Robyn Davidson was twenty-seven when she made her solitary and memorable journey across Australia. She has blond hair and a determined smile and though there is a gentleness in her eyes there is also the self-knowledge she gained during her own remarkable pilgrimage. ‘You are as powerful,’ she wrote when she reached the Indian Ocean and the end of her journey, ‘and as strong as you allow yourself to be.’

Lucy Irvine was strong too, but despite that she nearly succumbed to poisoning on three occasions while spending a year as a castaway on the island of Tuin, which lies between the north coast of Australia and Papua New Guinea. She was a 24-year-old tax clerk when she saw a newspaper notice advertising for a wife to live on a desert island for a year. Gerald Kingsland, who had placed the ad, liked what he saw – her ‘bubbling, bucaneering spirit … her delicate wrists … unwavering eyes – and long, shapely legs’.

On her twenty-fifth birthday they made love. A month later, for his fifty-first birthday, she took him to the Royal Festival Hall and the following month they married. It was a marriage merely of convenience. The Australian immigration authorities would feel happier, they said, about allowing a couple to live together on a deserted island if they were married.

‘I’m not in love with you,’ Lucy told him, ‘but I feel very closely attached to you and who knows what the year will bring?’

How could they have guessed what it would be like? They’d brought only the minimum of food with them – two hundred tea bags, a packet of spaghetti, two kilos of dried beans, a bottle of cooking oil and a few other bits and pieces. It would be enough to keep going until they could grow some things of their own. They drank the milk from the large green coconuts that hung overhead and caught and cooked their own shark. It was an idyll that wasn’t to last. Three times Lucy became violently ill from eating wild berries. They ran dangerously short of water and Gerald’s extra years began to tell on him. He developed a gangrenous ulcer and they both lost weight Their affection for each other degenerated into a strained uneasiness and it wasn’t until their year was ending that they managed to recapture their earlier feelings. At the end of the year, however, she left both the island and Gerald just as she had always planned to do, marriage or not.

‘“I know you’ve got to go,” he said. “Christ, you’re only twenty-six, you’ve got your whole life ahead of you.” … And with that he pulled me closer and our faces bumped together in a brief kiss.’ The year was over.

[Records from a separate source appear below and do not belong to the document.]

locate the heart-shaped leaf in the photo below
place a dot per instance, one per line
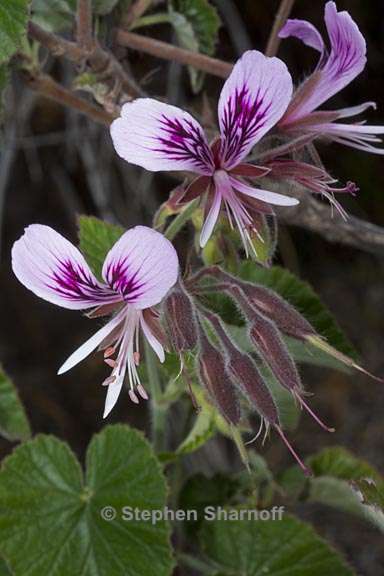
(69, 524)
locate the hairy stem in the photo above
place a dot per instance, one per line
(181, 219)
(281, 18)
(159, 412)
(84, 24)
(100, 61)
(49, 88)
(169, 52)
(136, 10)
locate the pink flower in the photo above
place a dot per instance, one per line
(138, 271)
(335, 70)
(158, 136)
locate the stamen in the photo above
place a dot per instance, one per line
(108, 380)
(109, 351)
(141, 390)
(133, 396)
(257, 435)
(310, 411)
(307, 471)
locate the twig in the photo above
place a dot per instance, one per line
(47, 87)
(317, 217)
(55, 44)
(170, 52)
(234, 22)
(84, 25)
(101, 61)
(281, 18)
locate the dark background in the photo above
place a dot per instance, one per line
(56, 165)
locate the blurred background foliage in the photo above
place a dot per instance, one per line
(55, 165)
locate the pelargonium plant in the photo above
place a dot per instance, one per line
(192, 312)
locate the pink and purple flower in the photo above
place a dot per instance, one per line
(137, 273)
(337, 67)
(158, 136)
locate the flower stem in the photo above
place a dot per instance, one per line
(159, 412)
(173, 53)
(181, 219)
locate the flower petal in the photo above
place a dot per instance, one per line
(142, 266)
(158, 136)
(211, 219)
(90, 345)
(355, 110)
(52, 268)
(253, 99)
(304, 31)
(347, 58)
(152, 340)
(264, 195)
(113, 393)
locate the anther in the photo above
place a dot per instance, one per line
(142, 392)
(109, 352)
(108, 380)
(133, 396)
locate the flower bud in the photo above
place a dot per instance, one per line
(180, 318)
(267, 339)
(245, 372)
(286, 318)
(215, 378)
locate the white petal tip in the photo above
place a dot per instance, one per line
(62, 369)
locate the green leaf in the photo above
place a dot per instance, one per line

There have been other women propelled by the same curious combination of determination and vulnerability – a blind woman sets out to climb Kala Patthar, 500 feet above Everest base camp, a grandmother cycles solo across America and Eve Jackson, a young Englishwoman, plans to fly solo in 1986 from England to Australia in a frail microlight aircraft. The list lengthens each year, but spread across the world as they are, spanning the years from youth to old age, these women appear linked by nothing more than their sex and the common experience of travelling. Surprisingly, the link that initially might appear to be a vital one – that of feminism – is rarely to be found.

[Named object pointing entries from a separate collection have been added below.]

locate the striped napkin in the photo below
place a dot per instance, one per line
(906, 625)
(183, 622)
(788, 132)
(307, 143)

It may be thought that because a woman attempts to achieve something in what has hitherto been considered a male area she is doing so with the primary intention of making a statement about women. It is abundantly clear, however, that in the case of most women travellers, this is not so. It is true, certainly, that some of them have consciously and deliberately laid their motivations and success on the altar of their womanhood. Others, in the course of travelling, have taken on the mantle of their sisters, as their physical journey has evolved into one also of the soul. But to describe all women travellers as feminists would be to take away from them that very quality which makes each one unique – their individuality.